4.3 Overall Influence of Different Factors

The influence of various experimental and environmental parameters after calibration and/or compensation are compared in Table 2. It shows that if the transducer and sample are reset up with no environmental changes, using appropriate calibration methods, an improvement of 15 dB can be obtained with baseline subtraction. However modest changes in test temperature and transducer frequency response are less successfully compensated, dropping the overall improvement to 10 dB. Also the tests were done in a lab environment with no changes to the sample surface due to oxidation or corrosion that would significantly affect the ultrasonic signals. It has also been assumed that no changes to grain structure affecting the ultrasonic signal occur with exposure to service environments as indicated in [11]; if this assumption is not valid in a particular application then baseline subtraction could not be used.

5 Conclusions

Coarse grained materials are desirable in the next generation of power stations where high temperatures (up to 700 \(^\circ \)C) will be used, due to their high creep resistance. However, in ultrasonic testing, noise due to grain scattering can mask defect echoes. To enhance defect detection sensitivity, the feasibility and reliability of comparing repeat tests using baseline subtraction to suppress grain noise has been studied.

The feasibility of setting the transducer with the same stand-off and angle relative to the testpiece in repeat immersion tests has been investigated and the influence of errors due to the transducer settings has been illustrated. A 3D cross correlation has been used to register the C-scans and so to compare the same location within the different scans; the effect of errors in the registration has been investigated. The results show that the residual grain noise can be reduced by around 15 dB via baseline subtraction, which offers a much higher defect detection sensitivity.

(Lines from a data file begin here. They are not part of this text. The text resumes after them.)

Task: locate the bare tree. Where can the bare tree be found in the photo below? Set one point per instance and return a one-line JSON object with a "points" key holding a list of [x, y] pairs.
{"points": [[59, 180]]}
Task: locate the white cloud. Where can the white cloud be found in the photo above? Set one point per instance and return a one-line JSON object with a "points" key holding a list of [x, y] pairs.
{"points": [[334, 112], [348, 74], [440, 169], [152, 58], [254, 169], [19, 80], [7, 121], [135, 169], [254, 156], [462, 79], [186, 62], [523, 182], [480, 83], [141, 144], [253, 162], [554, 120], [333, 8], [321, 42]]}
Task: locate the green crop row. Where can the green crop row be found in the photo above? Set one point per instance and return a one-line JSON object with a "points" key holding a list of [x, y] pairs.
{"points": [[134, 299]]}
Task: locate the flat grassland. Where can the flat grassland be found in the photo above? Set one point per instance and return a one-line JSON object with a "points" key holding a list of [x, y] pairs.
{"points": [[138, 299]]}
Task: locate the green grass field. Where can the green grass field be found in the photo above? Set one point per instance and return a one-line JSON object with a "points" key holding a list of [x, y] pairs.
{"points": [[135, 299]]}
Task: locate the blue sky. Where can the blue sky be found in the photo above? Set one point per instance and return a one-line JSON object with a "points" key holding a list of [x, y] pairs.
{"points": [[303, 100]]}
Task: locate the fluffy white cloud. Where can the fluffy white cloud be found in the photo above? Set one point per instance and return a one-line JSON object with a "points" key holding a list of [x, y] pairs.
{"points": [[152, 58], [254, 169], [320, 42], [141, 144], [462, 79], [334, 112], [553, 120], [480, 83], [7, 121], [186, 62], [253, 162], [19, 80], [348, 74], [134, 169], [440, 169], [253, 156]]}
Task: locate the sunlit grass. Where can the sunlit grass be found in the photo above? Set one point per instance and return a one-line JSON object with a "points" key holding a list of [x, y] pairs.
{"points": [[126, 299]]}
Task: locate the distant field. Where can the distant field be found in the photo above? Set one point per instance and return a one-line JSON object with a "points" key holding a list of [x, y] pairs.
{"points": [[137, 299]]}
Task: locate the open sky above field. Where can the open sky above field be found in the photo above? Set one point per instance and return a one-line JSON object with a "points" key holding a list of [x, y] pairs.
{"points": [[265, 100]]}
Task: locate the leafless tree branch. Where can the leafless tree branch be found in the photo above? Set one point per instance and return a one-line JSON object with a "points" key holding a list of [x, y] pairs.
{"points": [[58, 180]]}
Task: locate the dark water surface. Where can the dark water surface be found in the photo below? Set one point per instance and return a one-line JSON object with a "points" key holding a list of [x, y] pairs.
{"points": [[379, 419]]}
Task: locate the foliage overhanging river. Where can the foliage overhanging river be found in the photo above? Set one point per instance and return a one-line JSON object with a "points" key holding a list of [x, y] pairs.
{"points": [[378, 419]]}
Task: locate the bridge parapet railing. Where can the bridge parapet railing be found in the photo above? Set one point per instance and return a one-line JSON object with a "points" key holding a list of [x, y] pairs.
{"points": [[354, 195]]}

Since repeat tests may be carried out at different temperatures and with different transducers of similar but non-identical specifications, compensation methods for temperature variations and transducer frequency response changes have been presented and their effectiveness has been tested experimentally. After subtracting a temperature compensated baseline from a current signal collected with a temperature difference of 10 \(^\circ \)C, an improvement of around 11 dB was obtained. A gain of around 10 dB was achieved with the proposed frequency compensation method when compensating a small frequency shift on different transducers. Overall, it is feasible to obtain a noise reduction of around 10 dB using baseline subtraction in monitoring highly scattering materials when temperature variations are below 10 \(^\circ \)C and the transducer peak frequency response changes by as much as ±250 kHz from a baseline value of around 7 MHz; the dominant factors restricting the improvement gained from baseline subtraction are the temperature and transducer frequency response change. However, this relatively modest improvement is obtained at significant cost in test complexity and data storage requirements. Also, this improvement was obtained in lab conditions with no sample surface or grain structure changes.